Editorials

We Need to Re-imagine How We Think About History

Do you ever get the distinct feeling that no one around you actually quite understands your job? That’s often how it feels being a history teacher. Students, parents, and even other teachers in the building often conflate the discipline of history with the skill of storytelling.

“I used to hate history, but now I love it.”
— At least one parent during conferences every year.

Let’s be fair about this. Historical storytelling is amazing. The History Channel pioneered historical storytelling for the masses, but as a cord-cutting millennial, I really feel it’s necessary to give online creators a huge hat tip here. From short-form content on YouTube Shorts, Instagram, or TikTok to long-form content on YouTube, indie creators and channels have furthered the work that cable channels started decades ago in bringing historical stories to everyone.

Still, we need to delineate between listening to history and doing history. They aren’t the same.

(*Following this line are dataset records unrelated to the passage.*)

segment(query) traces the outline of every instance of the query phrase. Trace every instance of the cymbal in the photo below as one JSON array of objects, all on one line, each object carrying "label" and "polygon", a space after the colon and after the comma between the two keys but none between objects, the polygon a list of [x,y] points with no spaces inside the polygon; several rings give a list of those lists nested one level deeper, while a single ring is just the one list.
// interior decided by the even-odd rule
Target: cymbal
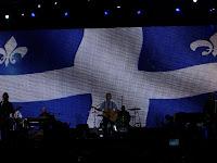
[{"label": "cymbal", "polygon": [[129,109],[130,111],[139,111],[139,110],[141,110],[140,108],[131,108],[131,109]]}]

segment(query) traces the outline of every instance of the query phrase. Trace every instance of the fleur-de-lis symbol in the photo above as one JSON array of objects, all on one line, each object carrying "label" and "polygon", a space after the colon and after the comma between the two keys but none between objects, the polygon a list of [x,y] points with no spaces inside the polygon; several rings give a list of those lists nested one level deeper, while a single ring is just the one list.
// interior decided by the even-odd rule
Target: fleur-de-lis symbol
[{"label": "fleur-de-lis symbol", "polygon": [[25,57],[28,49],[26,47],[17,47],[17,42],[15,38],[12,36],[8,42],[4,45],[4,49],[0,48],[0,54],[3,57],[0,58],[0,64],[4,63],[5,66],[9,65],[9,62],[12,64],[16,63],[16,60],[14,59],[14,54],[21,54],[21,57]]},{"label": "fleur-de-lis symbol", "polygon": [[207,47],[206,51],[202,52],[202,55],[212,53],[214,57],[217,55],[217,33],[210,37],[210,42],[207,40],[196,40],[190,45],[191,50],[195,51],[199,47]]}]

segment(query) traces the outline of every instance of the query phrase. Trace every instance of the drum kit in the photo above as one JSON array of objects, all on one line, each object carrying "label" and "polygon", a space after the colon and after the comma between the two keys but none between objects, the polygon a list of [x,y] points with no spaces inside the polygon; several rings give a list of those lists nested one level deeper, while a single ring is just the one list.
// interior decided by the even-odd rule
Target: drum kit
[{"label": "drum kit", "polygon": [[[141,120],[140,120],[140,116],[139,116],[139,111],[141,109],[139,108],[131,108],[131,109],[127,109],[129,111],[132,112],[132,115],[130,116],[130,126],[131,127],[141,127]],[[93,127],[97,128],[97,126],[99,127],[99,125],[102,123],[103,120],[100,120],[97,124],[97,116],[100,116],[100,117],[103,117],[103,114],[98,114],[99,112],[98,111],[92,111],[91,113],[94,114],[94,122],[93,122]],[[126,121],[126,117],[122,117],[122,120],[117,120],[117,121],[120,121],[120,122],[125,122]]]}]

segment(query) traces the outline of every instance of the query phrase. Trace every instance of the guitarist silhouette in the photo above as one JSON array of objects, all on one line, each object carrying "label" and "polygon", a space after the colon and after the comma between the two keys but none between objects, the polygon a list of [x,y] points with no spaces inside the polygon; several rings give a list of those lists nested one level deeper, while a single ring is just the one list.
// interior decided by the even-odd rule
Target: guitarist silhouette
[{"label": "guitarist silhouette", "polygon": [[[117,105],[115,102],[113,102],[112,99],[112,93],[107,92],[106,96],[106,101],[104,101],[98,110],[103,111],[103,133],[105,137],[111,136],[112,131],[112,126],[114,125],[117,117]],[[107,126],[107,124],[111,124],[111,127]]]},{"label": "guitarist silhouette", "polygon": [[4,92],[0,102],[0,127],[3,130],[9,128],[11,113],[14,113],[13,104],[9,101],[8,92]]}]

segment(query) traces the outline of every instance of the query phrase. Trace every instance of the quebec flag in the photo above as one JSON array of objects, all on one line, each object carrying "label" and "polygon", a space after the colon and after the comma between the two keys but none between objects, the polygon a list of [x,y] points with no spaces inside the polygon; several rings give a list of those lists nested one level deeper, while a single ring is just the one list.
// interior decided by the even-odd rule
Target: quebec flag
[{"label": "quebec flag", "polygon": [[0,32],[0,95],[24,117],[44,106],[71,127],[99,127],[89,106],[111,92],[130,125],[156,127],[156,117],[202,112],[217,91],[216,55],[217,26]]},{"label": "quebec flag", "polygon": [[[56,87],[62,89],[64,83],[59,80],[58,86],[47,88],[47,84],[43,85],[47,83],[46,78],[41,78],[44,76],[56,80],[56,77],[61,77],[60,75],[53,75],[53,78],[50,78],[44,72],[55,73],[56,70],[72,67],[82,37],[84,29],[0,33],[1,91],[9,92],[10,99],[13,98],[12,102],[15,101],[14,108],[23,106],[21,112],[24,118],[38,117],[44,106],[47,112],[54,114],[61,122],[71,124],[71,127],[87,123],[89,105],[91,105],[90,93],[50,98],[49,96],[54,93],[52,89]],[[7,79],[7,76],[14,80]],[[13,83],[13,85],[8,83]],[[37,92],[33,91],[29,84],[33,87],[41,85],[36,90],[38,93],[42,92],[41,97],[38,96],[39,98],[34,100],[33,97],[37,96]],[[27,91],[30,92],[27,93]],[[46,91],[48,93],[43,93]],[[23,98],[20,98],[21,95]],[[43,96],[48,97],[43,98]]]},{"label": "quebec flag", "polygon": [[167,72],[217,62],[216,26],[143,28],[139,70]]},{"label": "quebec flag", "polygon": [[[197,68],[197,73],[204,73],[204,77],[213,75],[216,71],[216,64],[213,64],[208,72],[209,63],[217,62],[217,27],[216,26],[171,26],[171,27],[149,27],[143,28],[143,45],[139,58],[138,70],[145,72],[167,72],[162,74],[173,74],[176,72],[188,72],[188,70]],[[180,73],[179,77],[174,78],[174,83],[180,83],[188,87],[186,91],[190,91],[190,97],[181,97],[178,99],[150,99],[149,113],[146,118],[148,127],[161,127],[165,122],[165,115],[173,116],[174,113],[203,113],[203,106],[208,99],[206,91],[213,82],[204,79],[206,91],[204,93],[200,85],[197,85],[199,93],[191,92],[193,80],[187,78],[183,80]],[[191,71],[189,71],[191,73]],[[194,72],[195,73],[195,72]],[[209,74],[209,75],[208,75]],[[192,77],[195,74],[191,74]],[[197,76],[197,75],[195,75]],[[213,77],[212,77],[213,76]],[[196,78],[196,77],[194,77]],[[209,78],[209,77],[208,77]],[[177,80],[176,80],[177,79]],[[197,78],[199,79],[199,78]],[[183,87],[182,84],[177,85]],[[184,87],[182,88],[184,89]],[[212,91],[215,91],[212,89]]]}]

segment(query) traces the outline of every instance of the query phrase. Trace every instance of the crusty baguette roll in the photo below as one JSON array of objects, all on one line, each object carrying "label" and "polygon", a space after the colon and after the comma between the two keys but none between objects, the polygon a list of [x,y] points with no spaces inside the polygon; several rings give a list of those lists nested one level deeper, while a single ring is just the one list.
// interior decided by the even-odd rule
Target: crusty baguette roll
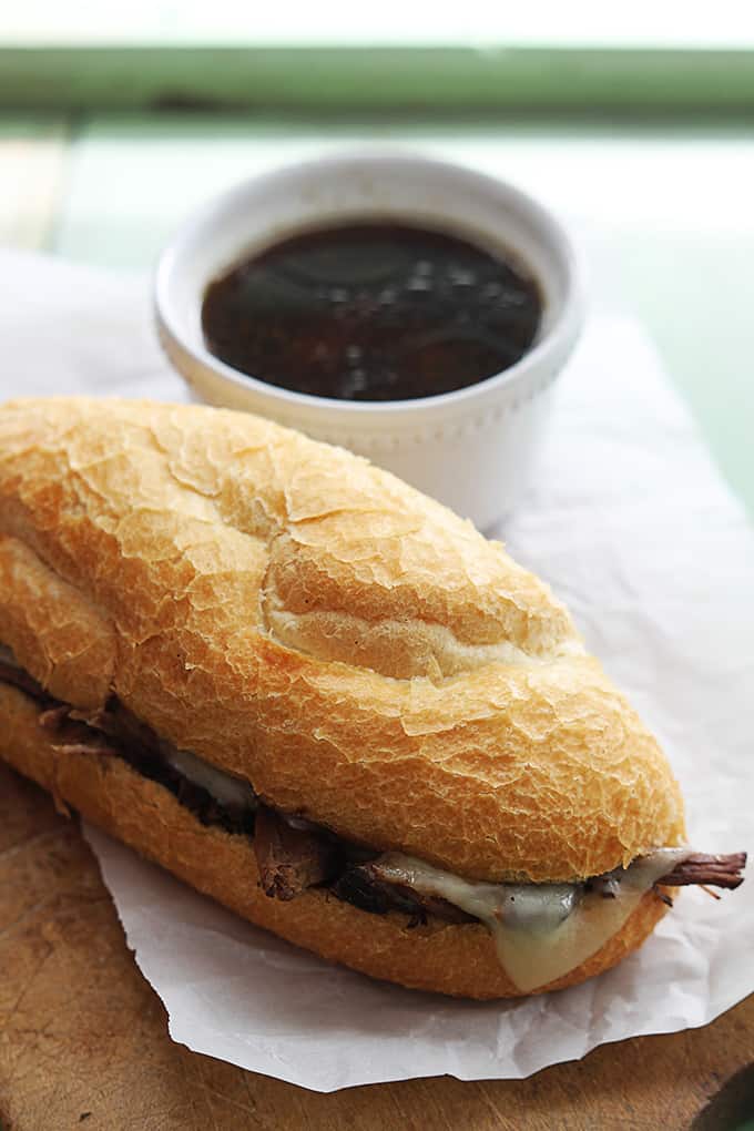
[{"label": "crusty baguette roll", "polygon": [[[259,887],[251,844],[206,828],[162,786],[115,759],[81,750],[60,757],[33,706],[0,684],[0,756],[112,836],[170,869],[198,891],[296,946],[372,977],[460,998],[525,995],[505,974],[482,923],[406,925],[397,912],[371,915],[312,888],[284,903]],[[64,798],[64,801],[63,801]],[[673,889],[670,889],[671,891]],[[586,962],[538,992],[601,974],[641,946],[666,912],[649,891],[619,932]]]},{"label": "crusty baguette roll", "polygon": [[[547,586],[388,473],[251,415],[0,408],[0,644],[55,699],[116,696],[277,810],[469,880],[573,881],[684,839],[667,761]],[[0,756],[200,890],[378,976],[512,992],[480,924],[405,939],[322,891],[267,899],[248,848],[125,765],[57,765],[0,691]],[[650,893],[587,973],[661,910]]]}]

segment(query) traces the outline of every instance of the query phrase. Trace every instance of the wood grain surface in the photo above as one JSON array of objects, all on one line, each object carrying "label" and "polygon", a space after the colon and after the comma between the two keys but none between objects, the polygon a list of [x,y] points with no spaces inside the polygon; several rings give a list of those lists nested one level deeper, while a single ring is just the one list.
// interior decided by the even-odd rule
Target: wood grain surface
[{"label": "wood grain surface", "polygon": [[[681,1131],[752,1061],[754,996],[704,1029],[606,1045],[518,1081],[318,1095],[190,1053],[167,1036],[77,822],[0,766],[3,1131]],[[709,1125],[735,1125],[723,1119]]]}]

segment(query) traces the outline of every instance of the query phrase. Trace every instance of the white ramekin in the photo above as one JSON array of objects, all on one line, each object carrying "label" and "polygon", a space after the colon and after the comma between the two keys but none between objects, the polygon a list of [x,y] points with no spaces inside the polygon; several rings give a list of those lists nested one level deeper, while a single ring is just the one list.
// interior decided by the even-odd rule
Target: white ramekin
[{"label": "white ramekin", "polygon": [[[510,369],[457,392],[390,403],[291,392],[208,352],[200,311],[211,279],[296,228],[359,217],[423,222],[529,265],[544,299],[534,347]],[[535,200],[469,169],[382,150],[291,165],[214,200],[163,252],[155,308],[163,347],[200,399],[350,448],[487,529],[511,510],[526,482],[583,299],[570,241]]]}]

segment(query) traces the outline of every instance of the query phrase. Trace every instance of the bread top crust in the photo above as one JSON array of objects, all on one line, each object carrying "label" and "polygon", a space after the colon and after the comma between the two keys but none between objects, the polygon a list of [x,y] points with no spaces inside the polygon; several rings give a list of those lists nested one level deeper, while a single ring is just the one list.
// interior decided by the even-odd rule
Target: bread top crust
[{"label": "bread top crust", "polygon": [[0,642],[278,808],[473,879],[593,875],[683,840],[665,758],[547,586],[388,473],[251,415],[3,406]]}]

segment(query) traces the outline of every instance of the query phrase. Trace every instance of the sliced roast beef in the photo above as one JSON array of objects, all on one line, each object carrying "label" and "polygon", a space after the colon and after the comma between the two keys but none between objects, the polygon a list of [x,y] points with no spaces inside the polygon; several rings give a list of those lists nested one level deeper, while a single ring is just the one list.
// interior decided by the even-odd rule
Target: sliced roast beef
[{"label": "sliced roast beef", "polygon": [[257,809],[254,855],[262,890],[275,899],[293,899],[333,879],[338,867],[338,853],[321,832],[294,828],[267,805]]}]

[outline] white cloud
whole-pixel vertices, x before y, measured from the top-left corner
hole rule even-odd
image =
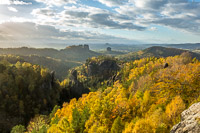
[[[128,39],[90,31],[59,30],[53,26],[32,22],[6,22],[0,24],[0,38],[4,40],[44,40],[44,41],[128,41]],[[79,42],[80,43],[80,42]]]
[[[114,7],[114,6],[120,6],[125,4],[128,0],[98,0],[100,3],[108,6],[108,7]]]
[[[157,31],[158,29],[156,27],[150,27],[149,30],[150,31]]]
[[[8,10],[12,11],[12,12],[18,12],[18,10],[14,7],[9,6]]]
[[[62,12],[56,12],[49,8],[35,9],[32,14],[39,19],[41,18],[42,22],[51,19],[51,22],[55,22],[55,25],[62,26],[127,30],[145,29],[134,24],[129,17],[86,5],[65,6]],[[52,20],[52,18],[54,19]]]
[[[19,0],[0,0],[0,5],[31,5],[31,2],[24,2]]]
[[[149,27],[163,25],[200,33],[200,3],[187,0],[129,0],[115,8],[121,15],[133,19],[135,24]],[[150,28],[151,29],[151,28]]]
[[[36,0],[37,2],[44,3],[48,6],[63,6],[65,4],[76,4],[78,0]]]

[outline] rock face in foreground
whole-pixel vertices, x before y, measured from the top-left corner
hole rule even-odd
[[[200,102],[181,113],[181,122],[170,133],[200,133]]]

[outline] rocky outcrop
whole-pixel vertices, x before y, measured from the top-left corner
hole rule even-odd
[[[88,65],[88,76],[101,76],[103,79],[109,79],[113,72],[119,70],[115,60],[102,60],[100,62],[90,62]]]
[[[200,133],[200,102],[181,113],[181,122],[170,133]]]

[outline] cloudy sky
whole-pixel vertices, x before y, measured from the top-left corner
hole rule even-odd
[[[0,0],[0,47],[200,42],[200,0]]]

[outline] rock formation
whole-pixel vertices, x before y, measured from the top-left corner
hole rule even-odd
[[[200,133],[200,102],[181,113],[181,122],[170,133]]]

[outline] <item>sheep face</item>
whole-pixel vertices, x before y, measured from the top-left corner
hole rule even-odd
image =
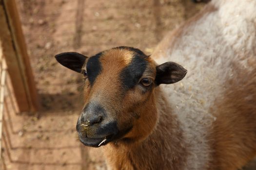
[[[158,117],[156,87],[177,82],[186,73],[175,63],[157,66],[140,50],[126,47],[90,57],[76,52],[56,57],[84,76],[84,107],[77,130],[80,141],[92,147],[111,141],[132,143],[146,138]]]

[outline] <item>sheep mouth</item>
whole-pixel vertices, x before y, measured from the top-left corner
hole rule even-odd
[[[79,136],[79,139],[85,146],[98,148],[112,141],[113,136],[113,135],[110,135],[104,137],[96,138]]]

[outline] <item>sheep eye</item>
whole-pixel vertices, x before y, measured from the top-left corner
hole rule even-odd
[[[139,82],[139,83],[140,83],[144,86],[149,86],[152,83],[152,82],[151,81],[151,79],[148,77],[144,78],[141,79],[141,80],[140,80],[140,82]]]
[[[86,78],[86,77],[87,77],[87,72],[86,72],[86,71],[83,70],[82,74],[83,76],[84,76],[84,77]]]

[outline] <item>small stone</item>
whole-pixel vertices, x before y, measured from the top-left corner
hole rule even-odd
[[[18,134],[18,135],[19,135],[19,136],[23,136],[23,131],[20,131],[19,132]]]
[[[98,17],[99,16],[99,13],[98,12],[96,12],[95,13],[94,13],[94,15],[95,16],[95,17]]]
[[[46,50],[49,50],[51,47],[52,47],[52,43],[50,42],[48,42],[45,44],[44,48]]]
[[[140,28],[140,24],[138,23],[135,23],[135,26],[138,28]]]
[[[38,20],[38,24],[39,25],[43,25],[45,23],[45,21],[42,20],[42,19],[39,19]]]

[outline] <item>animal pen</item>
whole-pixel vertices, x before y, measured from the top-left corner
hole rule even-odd
[[[14,0],[0,1],[0,167],[12,161],[10,133],[17,134],[12,114],[32,113],[39,107],[33,76],[21,24]]]
[[[110,48],[148,54],[204,4],[190,0],[0,0],[1,170],[106,170],[76,124],[82,77],[54,56]]]

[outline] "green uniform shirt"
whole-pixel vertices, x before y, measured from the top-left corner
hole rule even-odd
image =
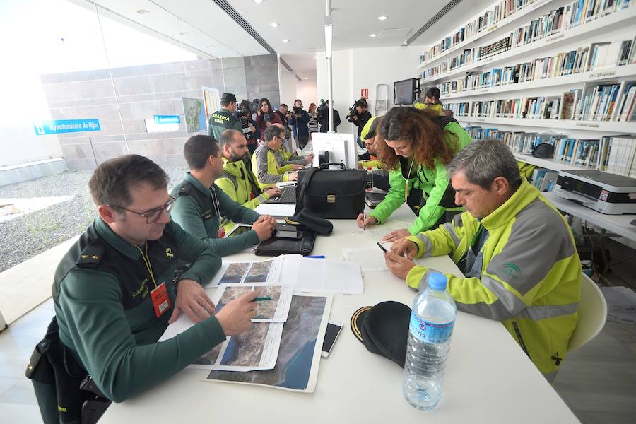
[[[201,284],[212,278],[221,261],[213,247],[172,222],[161,238],[147,245],[155,281],[166,284],[170,301],[170,310],[158,318],[150,295],[154,283],[141,253],[101,219],[69,249],[55,273],[59,338],[115,402],[169,378],[225,338],[211,317],[178,337],[157,343],[175,307],[177,259],[192,264],[180,279]]]
[[[183,193],[185,183],[189,183],[191,189],[198,193]],[[218,238],[219,216],[234,223],[253,224],[260,215],[232,200],[216,184],[213,184],[211,189],[213,194],[212,190],[186,172],[185,179],[170,192],[177,198],[170,211],[172,220],[197,239],[214,246],[221,256],[257,245],[260,240],[254,230],[235,237]]]
[[[209,125],[208,125],[208,135],[212,136],[217,140],[220,139],[221,133],[226,129],[235,129],[243,133],[243,126],[241,120],[235,117],[229,110],[221,109],[210,115]]]

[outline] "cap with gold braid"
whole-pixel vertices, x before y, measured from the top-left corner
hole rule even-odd
[[[404,367],[411,308],[389,300],[364,306],[351,317],[351,331],[370,352]]]

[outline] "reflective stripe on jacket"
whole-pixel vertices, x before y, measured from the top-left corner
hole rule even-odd
[[[476,255],[471,246],[479,227],[488,238]],[[481,222],[468,212],[437,230],[408,237],[416,256],[467,255],[466,276],[447,274],[459,310],[502,322],[532,362],[551,381],[577,324],[581,264],[561,214],[525,179],[503,205]],[[434,270],[415,266],[411,287],[426,284]]]

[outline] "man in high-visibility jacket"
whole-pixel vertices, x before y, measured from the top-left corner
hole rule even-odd
[[[447,274],[457,309],[501,321],[553,381],[577,325],[580,298],[581,263],[570,228],[519,175],[514,157],[500,141],[471,143],[448,173],[455,201],[466,212],[394,243],[387,266],[418,288],[437,271],[411,259],[450,255],[464,274]]]
[[[218,143],[223,160],[223,173],[214,180],[214,184],[230,199],[248,209],[255,209],[270,197],[281,194],[281,190],[276,186],[261,190],[252,172],[247,141],[242,133],[235,129],[226,129],[221,134]],[[220,223],[225,234],[235,225],[225,218]]]

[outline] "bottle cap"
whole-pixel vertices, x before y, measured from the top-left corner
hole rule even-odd
[[[428,276],[428,286],[432,290],[446,290],[446,276],[439,272],[434,272]]]

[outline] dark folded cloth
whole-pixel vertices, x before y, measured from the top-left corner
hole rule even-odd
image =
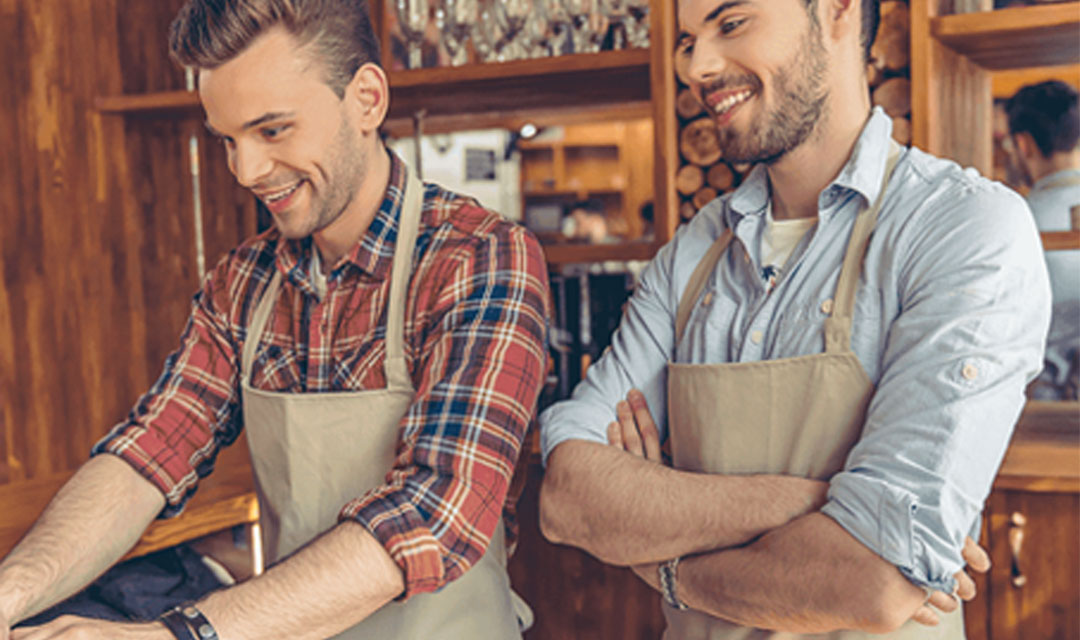
[[[83,591],[18,626],[43,625],[62,615],[148,621],[221,586],[199,554],[180,545],[121,562]]]

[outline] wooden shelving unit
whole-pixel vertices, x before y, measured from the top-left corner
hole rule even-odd
[[[993,175],[991,72],[1080,64],[1080,2],[963,14],[950,5],[910,1],[912,141]]]
[[[1080,2],[942,15],[930,33],[984,69],[1067,65],[1080,57]]]

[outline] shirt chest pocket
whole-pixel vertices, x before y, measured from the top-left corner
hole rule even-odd
[[[833,297],[819,295],[780,311],[777,340],[771,358],[811,355],[825,351],[825,319],[833,313]],[[851,326],[851,349],[872,380],[880,368],[883,341],[888,336],[888,313],[880,289],[862,286],[855,294]]]

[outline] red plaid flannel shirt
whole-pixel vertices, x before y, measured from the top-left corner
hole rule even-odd
[[[195,295],[180,346],[127,419],[94,447],[117,454],[179,513],[220,447],[243,427],[239,362],[274,269],[282,295],[256,355],[257,389],[383,389],[390,267],[405,181],[393,153],[386,199],[328,276],[320,302],[311,241],[275,230],[233,249]],[[474,200],[424,186],[405,309],[416,397],[386,484],[346,504],[405,571],[405,597],[433,591],[480,560],[544,380],[548,277],[536,239]],[[509,505],[512,507],[513,505]],[[512,519],[508,519],[512,521]],[[513,531],[508,532],[513,539]]]

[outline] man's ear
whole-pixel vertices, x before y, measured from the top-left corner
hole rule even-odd
[[[378,130],[390,108],[390,82],[382,67],[373,63],[361,65],[346,86],[345,99],[362,131]]]
[[[1039,146],[1035,144],[1035,138],[1032,138],[1031,134],[1026,131],[1013,134],[1013,145],[1016,146],[1016,151],[1018,151],[1025,160],[1037,153],[1041,153],[1039,151]]]

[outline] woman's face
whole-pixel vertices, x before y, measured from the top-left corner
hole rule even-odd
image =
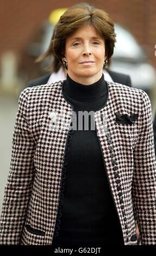
[[[66,39],[65,56],[68,74],[76,81],[100,79],[105,57],[105,43],[92,25],[85,25]],[[82,62],[91,60],[91,63]]]

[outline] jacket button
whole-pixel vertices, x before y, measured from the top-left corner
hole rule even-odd
[[[116,180],[116,181],[117,184],[119,184],[119,183],[120,183],[120,180]]]
[[[111,142],[112,142],[112,139],[109,139],[108,140],[108,143],[109,144],[111,143]]]
[[[119,175],[117,173],[115,173],[115,174],[114,174],[114,176],[115,176],[115,178],[118,178],[119,177]]]
[[[107,124],[107,120],[104,119],[104,120],[103,120],[102,119],[102,123],[103,124]]]
[[[115,164],[116,163],[116,160],[115,159],[113,159],[111,161],[113,164]]]
[[[126,215],[126,211],[122,211],[122,214],[124,216]]]
[[[107,128],[107,126],[104,126],[104,131],[105,132],[107,132],[107,131],[108,131],[108,128]]]
[[[111,156],[111,157],[114,157],[115,156],[115,154],[114,153],[111,153],[110,156]]]
[[[114,166],[114,167],[113,167],[113,169],[114,169],[114,170],[117,170],[117,166]]]
[[[109,148],[110,150],[112,150],[113,149],[113,146],[109,146]]]
[[[110,137],[110,133],[109,133],[109,132],[107,132],[107,133],[106,133],[106,136],[107,136],[107,137]]]
[[[119,196],[120,197],[122,197],[122,193],[121,192],[119,192],[119,193],[118,193],[118,196]]]
[[[137,236],[135,234],[132,235],[132,236],[130,237],[130,241],[134,241],[137,240]]]
[[[119,191],[121,190],[121,186],[117,186],[117,191]]]

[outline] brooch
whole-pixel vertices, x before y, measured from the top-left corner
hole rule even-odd
[[[139,114],[132,114],[128,115],[128,114],[120,114],[119,112],[115,113],[116,115],[115,121],[118,124],[134,124],[137,120]]]

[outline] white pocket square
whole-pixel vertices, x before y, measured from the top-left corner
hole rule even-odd
[[[57,114],[55,112],[50,112],[49,117],[51,118],[53,123],[55,123],[57,118]]]

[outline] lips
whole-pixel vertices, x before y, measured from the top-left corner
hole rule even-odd
[[[89,60],[89,62],[80,62],[80,64],[83,64],[83,63],[94,63],[95,62],[93,62],[92,60]]]

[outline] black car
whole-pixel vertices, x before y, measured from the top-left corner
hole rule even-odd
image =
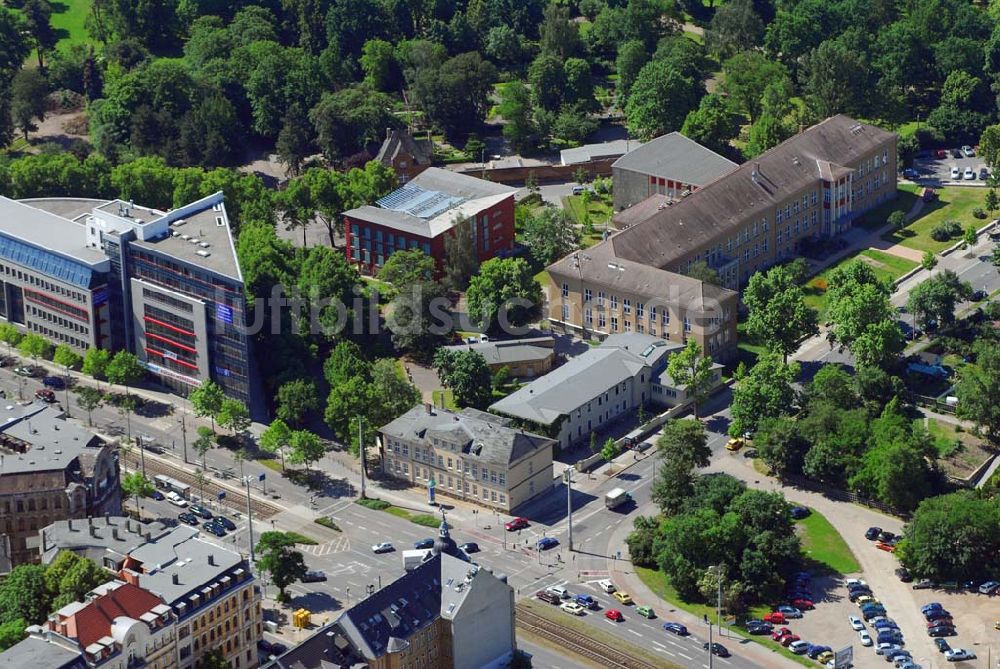
[[[211,520],[206,520],[204,523],[201,524],[201,526],[205,529],[206,532],[211,532],[217,537],[226,536],[226,528],[222,527],[221,525],[216,525]]]
[[[701,645],[702,648],[708,650],[708,642]],[[721,643],[712,643],[712,655],[718,655],[719,657],[729,657],[729,651]]]

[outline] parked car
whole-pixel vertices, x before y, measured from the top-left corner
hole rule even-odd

I suspect that the vast majority of parents that tell me each year that they hated their high school history classes but love history today would still despise a history class. Those folks, although intending to pay a compliment to the discipline, are inadvertently talking about storytelling. In a classroom setting, we’re attempting to teach students how to develop complex ideas through the analysis of difficult texts and other sources. As it turns out, building the story that others love to hear isn’t always glamorous work. Often it’s intense, laborious, and even occasionally boring.

In truth, those parents may be onto something. Often the love of historical storytelling develops after high school, after the academic study of history has already been completed. Maybe we have this backwards. Maybe we should be focused more on the storytelling at younger ages to allow the love of the historical past to grow and resonate before we tackle it from an academic angle.